OMS renders a previously normal child unable to talk, sit, walk, or sleep, causing uncontrollable shaking and eye movements. The disease is triggered by a childhood body-cavity tumor called neuroblastoma, the most common solid tumor of childhood. The immune system, in attacking the tumor, injures the brain, which shares similar proteins. Understanding how the “friendly fire” injury occurs is essential to stopping it.

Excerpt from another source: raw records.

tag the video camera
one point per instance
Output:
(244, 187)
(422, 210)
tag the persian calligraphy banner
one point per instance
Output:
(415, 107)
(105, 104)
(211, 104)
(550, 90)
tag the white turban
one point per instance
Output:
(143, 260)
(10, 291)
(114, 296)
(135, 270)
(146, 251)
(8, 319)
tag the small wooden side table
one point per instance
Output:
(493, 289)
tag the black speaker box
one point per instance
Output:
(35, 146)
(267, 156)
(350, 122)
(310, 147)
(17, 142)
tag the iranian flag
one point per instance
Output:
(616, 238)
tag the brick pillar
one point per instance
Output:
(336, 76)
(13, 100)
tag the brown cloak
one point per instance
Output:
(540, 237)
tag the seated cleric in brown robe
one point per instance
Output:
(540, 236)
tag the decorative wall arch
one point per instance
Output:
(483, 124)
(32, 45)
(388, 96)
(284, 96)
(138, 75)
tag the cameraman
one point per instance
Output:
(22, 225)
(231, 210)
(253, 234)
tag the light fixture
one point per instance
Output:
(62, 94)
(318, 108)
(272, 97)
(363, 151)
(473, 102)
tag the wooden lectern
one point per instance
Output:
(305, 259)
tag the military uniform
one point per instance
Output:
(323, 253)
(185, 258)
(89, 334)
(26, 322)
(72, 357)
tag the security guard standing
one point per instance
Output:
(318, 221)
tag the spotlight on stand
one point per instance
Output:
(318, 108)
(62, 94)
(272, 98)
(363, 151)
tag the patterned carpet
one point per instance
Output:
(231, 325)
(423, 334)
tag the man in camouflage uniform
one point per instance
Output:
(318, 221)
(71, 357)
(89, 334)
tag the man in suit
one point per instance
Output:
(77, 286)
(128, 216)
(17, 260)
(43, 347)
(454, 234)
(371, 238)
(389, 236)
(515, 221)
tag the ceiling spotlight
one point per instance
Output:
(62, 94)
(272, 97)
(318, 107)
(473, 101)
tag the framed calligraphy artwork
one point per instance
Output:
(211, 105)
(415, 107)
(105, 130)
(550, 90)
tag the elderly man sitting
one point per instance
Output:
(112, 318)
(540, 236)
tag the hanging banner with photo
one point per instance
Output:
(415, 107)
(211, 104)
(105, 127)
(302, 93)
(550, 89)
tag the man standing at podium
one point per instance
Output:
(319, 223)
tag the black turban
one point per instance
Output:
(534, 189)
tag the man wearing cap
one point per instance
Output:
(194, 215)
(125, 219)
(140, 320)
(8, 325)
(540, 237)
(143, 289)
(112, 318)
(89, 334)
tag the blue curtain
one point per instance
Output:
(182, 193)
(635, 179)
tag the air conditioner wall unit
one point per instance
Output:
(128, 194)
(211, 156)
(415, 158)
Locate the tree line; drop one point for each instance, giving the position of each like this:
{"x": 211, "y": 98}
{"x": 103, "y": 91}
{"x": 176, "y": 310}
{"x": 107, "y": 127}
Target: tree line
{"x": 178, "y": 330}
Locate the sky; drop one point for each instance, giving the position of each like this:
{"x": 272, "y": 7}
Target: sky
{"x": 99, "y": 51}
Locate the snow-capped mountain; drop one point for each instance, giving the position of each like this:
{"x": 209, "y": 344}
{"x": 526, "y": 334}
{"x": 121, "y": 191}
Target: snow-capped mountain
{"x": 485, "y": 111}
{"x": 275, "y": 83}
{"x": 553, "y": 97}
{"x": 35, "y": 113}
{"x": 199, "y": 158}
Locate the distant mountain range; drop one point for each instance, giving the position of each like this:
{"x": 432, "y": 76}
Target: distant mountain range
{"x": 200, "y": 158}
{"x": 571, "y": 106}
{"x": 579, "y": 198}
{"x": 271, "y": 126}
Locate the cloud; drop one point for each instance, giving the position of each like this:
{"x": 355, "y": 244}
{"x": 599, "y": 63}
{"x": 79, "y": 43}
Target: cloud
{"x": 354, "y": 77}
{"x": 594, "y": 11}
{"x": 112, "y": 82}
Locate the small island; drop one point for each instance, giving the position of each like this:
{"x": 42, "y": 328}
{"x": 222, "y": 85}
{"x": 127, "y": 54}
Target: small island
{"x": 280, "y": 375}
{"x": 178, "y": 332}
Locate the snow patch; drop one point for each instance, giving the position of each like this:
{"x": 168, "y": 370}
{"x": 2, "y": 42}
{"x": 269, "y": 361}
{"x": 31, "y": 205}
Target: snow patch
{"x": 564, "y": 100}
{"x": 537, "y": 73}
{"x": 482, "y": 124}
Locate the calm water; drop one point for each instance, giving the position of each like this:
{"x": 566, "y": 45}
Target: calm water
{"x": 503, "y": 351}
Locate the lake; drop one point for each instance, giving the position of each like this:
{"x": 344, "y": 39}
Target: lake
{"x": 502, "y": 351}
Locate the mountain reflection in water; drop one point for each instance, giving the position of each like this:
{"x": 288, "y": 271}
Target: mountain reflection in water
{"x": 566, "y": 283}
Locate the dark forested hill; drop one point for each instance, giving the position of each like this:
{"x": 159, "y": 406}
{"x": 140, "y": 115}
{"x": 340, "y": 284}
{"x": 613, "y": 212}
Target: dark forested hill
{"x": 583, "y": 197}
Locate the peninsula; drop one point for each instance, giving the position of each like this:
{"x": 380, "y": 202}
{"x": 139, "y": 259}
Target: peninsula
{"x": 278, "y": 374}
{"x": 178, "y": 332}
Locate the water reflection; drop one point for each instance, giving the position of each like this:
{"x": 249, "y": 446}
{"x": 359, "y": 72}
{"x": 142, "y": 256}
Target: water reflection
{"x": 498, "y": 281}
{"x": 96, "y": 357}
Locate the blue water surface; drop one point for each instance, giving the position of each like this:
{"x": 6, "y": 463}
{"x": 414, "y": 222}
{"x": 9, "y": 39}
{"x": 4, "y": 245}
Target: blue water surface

Dr. Michael Pranzatelli, SIU professor of neurology and director of the National Pediatric Myoclonus Center, is the principal investigator for the project, which will study spinal fluid and blood samples of pediatric patients to look at key inflammatory proteins. The research will attempt to determine the role of chemokine inflammatory mediators and their receptors on lymphocytes in the brain inflammation that characterizes OMS. Results of this research could lead to new disease and treatment biomarkers, and the development of a more effective treatment for the disease. Pranzatelli, not the funding company, designed and controls the study.
Pranzatelli’s research on pediatric myoclonus has received national funding for more than twenty years, which now totals more than $4 million. He founded the National Pediatric Myoclonus Center, now based at SIU, which is the largest OMS research center in the world, receiving national and international patients. Pranzatelli has authored 161 publications in the medical and scientific literature. He joined the SIU faculty in 1999.